I don’t know how it came about, but when I was 8 years old, my parents bought a full-size Roland keyboard. It wasn’t really a keyboard, actually, it was more like a piano with wires, and I started lessons within weeks. I learned how to play from a reclusive 40 something who lived in a 300 year old house that always smelled of wet dog – his massive German Shepherd, Osa, took up residence in the room behind the piano, and one day my sister found a baby-sized shit in the kitchen. Despite the odd circumstances, my teacher was a virtuoso, and over the years, I followed suit. I practiced (almost) every day, doing scales until my fingers were numb, learning Motzart, Bach, and the Maple Leaf Rag. Somewhere, perhaps in the third drawer down in my parents’ coffee table, there exists a VHS cassette of me, at thirteen, cranking out a fairly spectacular rendition of the first movement of Beethoven’s Pathetique Sonata.
I was fucking awesome at the piano for awhile, is what I’m getting at.

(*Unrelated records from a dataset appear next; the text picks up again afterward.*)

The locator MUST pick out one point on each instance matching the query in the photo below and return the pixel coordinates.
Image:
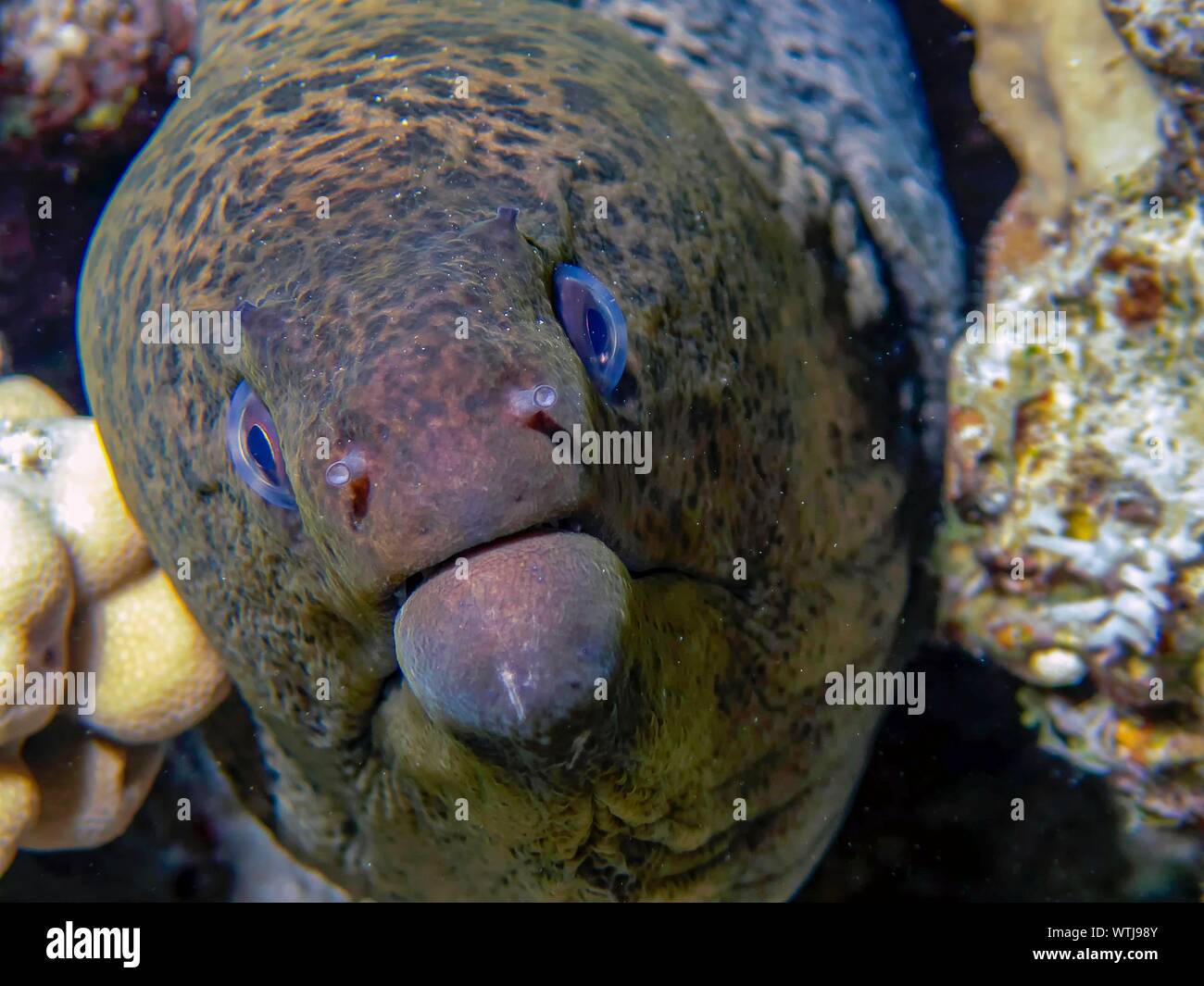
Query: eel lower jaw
(509, 640)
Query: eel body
(476, 669)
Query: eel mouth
(508, 640)
(410, 585)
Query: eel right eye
(254, 448)
(594, 323)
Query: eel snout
(518, 641)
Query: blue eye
(254, 448)
(594, 324)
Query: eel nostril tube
(344, 471)
(533, 406)
(533, 400)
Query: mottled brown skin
(762, 448)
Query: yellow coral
(141, 700)
(91, 788)
(19, 805)
(70, 544)
(35, 608)
(24, 399)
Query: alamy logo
(882, 688)
(603, 448)
(188, 328)
(1010, 327)
(49, 688)
(95, 942)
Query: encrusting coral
(81, 64)
(83, 610)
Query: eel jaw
(509, 642)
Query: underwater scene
(735, 450)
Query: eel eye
(254, 448)
(594, 324)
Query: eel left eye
(594, 324)
(254, 448)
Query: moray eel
(453, 233)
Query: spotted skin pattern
(762, 445)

During my junior year, I got the notion that I might want to try for a piano major at college, and switched teachers to better prepare for entrance auditions. The new teacher was not as eccentric, and I wound up instead auditioning for vocal performance and drama, and eventually, through a strange turn of events, graduating with a degree in Television, Radio, and Film production.
Just half an hour ago, my husband asked me to play something on our keyboard in the back room. “Anything”, he said, “Just, you know, play anything you know.”
All I could remember was “Heart and Soul”.
And I think I decided that my kids will play the triangle.